Learn to Draw - What is and how to do a contour drawing




More Contour Drawing

Use this chair if you'd like - click to enlarge.

Now we'll move on to a much more complicated contour drawing - that of a chair. Get a chair, any chair, this will be your subject. Sit about six feet away from the chair with your drawing lap desk and a few sheets of paper on it, and have your picture frame handy. First, with one eye closed, just look at the chair for a minute. Try to look at the spaces between the chair parts; in between the legs, the space between the back uprights, under the arm rests. These are the areas that you will draw, and not the chair itself. Just as if you would normally draw all the positive spaces in a drawing and all the negative spaces just fall into place, if you do the opposite and draw all the negative spaces, the positive spaces will fall into place. Drawing the negative space, your logical mind will not try and assign a "symbol" to the shape because it's not a shape it knows.

Now that you have your first shape drawn, move on to the next shape, probably one that is near to the shape you just drew. Keep in mind the distance and angles between the shapes on your subject and try and put that shape on your paper right where you see it on your subject. If there are straight lines in your shapes don't worry about making them EXACTLY straight, just freehand the line and get an approximate straight line. Keep adding your negative space shapes until you have drawn them all. The proportions of your drawing may be a little bit off because you guessed at the distances between the shapes. That's OK if it's a bit off, you can still see the chair inside the shapes you drew, right? To make it a bit easier to see you could lightly shade in the positive shapes of the chair, or better yet, shade in the negative shapes you drew.

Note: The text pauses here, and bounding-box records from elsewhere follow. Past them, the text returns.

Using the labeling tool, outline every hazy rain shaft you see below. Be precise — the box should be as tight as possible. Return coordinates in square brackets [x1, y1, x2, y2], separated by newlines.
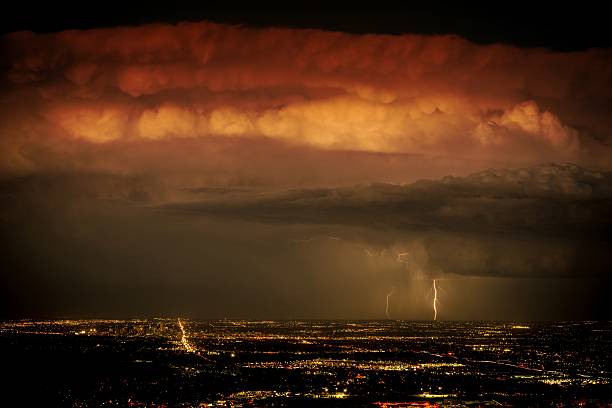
[0, 22, 612, 322]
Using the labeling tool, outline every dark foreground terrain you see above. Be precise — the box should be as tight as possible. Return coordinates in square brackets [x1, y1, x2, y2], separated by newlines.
[0, 319, 612, 407]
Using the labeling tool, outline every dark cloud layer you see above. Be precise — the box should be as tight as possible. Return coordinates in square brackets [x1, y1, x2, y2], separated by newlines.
[0, 22, 612, 319]
[164, 164, 612, 277]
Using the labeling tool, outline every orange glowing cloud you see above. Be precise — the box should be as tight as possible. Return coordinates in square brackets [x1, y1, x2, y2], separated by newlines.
[0, 22, 612, 179]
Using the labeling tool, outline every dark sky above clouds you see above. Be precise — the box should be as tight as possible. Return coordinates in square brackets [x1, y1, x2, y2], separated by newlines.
[0, 2, 612, 319]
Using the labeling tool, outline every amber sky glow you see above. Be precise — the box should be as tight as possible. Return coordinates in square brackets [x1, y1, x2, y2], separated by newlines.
[0, 22, 612, 319]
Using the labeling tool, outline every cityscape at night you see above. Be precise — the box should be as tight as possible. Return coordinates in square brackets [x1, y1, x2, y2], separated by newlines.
[0, 319, 612, 407]
[0, 0, 612, 408]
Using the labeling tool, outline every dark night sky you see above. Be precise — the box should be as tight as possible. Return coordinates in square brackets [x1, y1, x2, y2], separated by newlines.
[0, 0, 612, 50]
[0, 1, 612, 320]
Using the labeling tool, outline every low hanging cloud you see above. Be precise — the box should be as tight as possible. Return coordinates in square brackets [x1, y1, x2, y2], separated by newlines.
[163, 164, 612, 277]
[0, 22, 612, 183]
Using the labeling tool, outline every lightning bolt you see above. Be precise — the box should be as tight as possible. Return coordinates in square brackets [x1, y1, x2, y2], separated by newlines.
[385, 287, 395, 319]
[433, 279, 438, 321]
[178, 319, 195, 353]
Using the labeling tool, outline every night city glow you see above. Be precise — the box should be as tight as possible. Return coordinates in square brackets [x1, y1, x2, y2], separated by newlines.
[0, 0, 612, 408]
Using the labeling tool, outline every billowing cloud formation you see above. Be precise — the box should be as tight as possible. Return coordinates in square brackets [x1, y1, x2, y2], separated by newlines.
[0, 23, 612, 181]
[0, 22, 612, 318]
[166, 164, 612, 277]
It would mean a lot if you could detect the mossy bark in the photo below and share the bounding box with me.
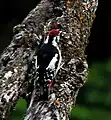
[0,0,98,120]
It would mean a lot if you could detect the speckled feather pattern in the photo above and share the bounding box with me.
[0,0,98,120]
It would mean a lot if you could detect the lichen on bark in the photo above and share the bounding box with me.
[0,0,98,120]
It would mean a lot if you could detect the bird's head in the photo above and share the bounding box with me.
[48,29,60,37]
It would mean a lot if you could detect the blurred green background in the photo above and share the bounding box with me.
[10,60,111,120]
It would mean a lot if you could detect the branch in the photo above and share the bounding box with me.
[0,0,98,120]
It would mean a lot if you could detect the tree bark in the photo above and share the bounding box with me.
[0,0,98,120]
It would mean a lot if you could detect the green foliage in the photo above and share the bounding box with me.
[10,60,111,120]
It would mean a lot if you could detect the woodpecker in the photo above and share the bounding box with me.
[36,29,62,100]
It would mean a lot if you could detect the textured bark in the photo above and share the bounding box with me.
[0,0,98,120]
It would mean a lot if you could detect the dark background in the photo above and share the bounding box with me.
[0,0,111,120]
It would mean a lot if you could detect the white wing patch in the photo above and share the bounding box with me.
[46,54,58,70]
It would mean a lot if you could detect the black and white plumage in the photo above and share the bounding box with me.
[36,29,61,100]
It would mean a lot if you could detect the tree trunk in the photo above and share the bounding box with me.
[0,0,98,120]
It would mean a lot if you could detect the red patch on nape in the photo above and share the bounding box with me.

Here's what mine looked like...

Try drawing the contour of a fork.

Now you should have a nice drawing of your chair that has no detail inside the chair itself. I know it was a bit difficult because your logical mind kept trying to muscle in and make you draw shapes you knew. Think back on your thought process as you drew. You thought things like "I see a curve here that comes right into a straight line that now turns a right angle." I hope you didn't think things like "This leg connects with this cross member and this back upright connects to the seat of the chair." Drawing the negative spaces of an object should get you thinking in terms of space, forms, and shapes. Further, it should help you break your "symbol" habit of just drawing not what you actually see but what your logical mind remembers you seeing and drawing when you were a kid. Drawing the chair might have been hard for you because of all the straight lines. I know, I have trouble with straight lines too. (Look again at my attempt at the chair - Ugh!). You should try and do another negative shape drawing with another chair, or something else that doesn't have so many straight lines. Try something simpler like a fork or something.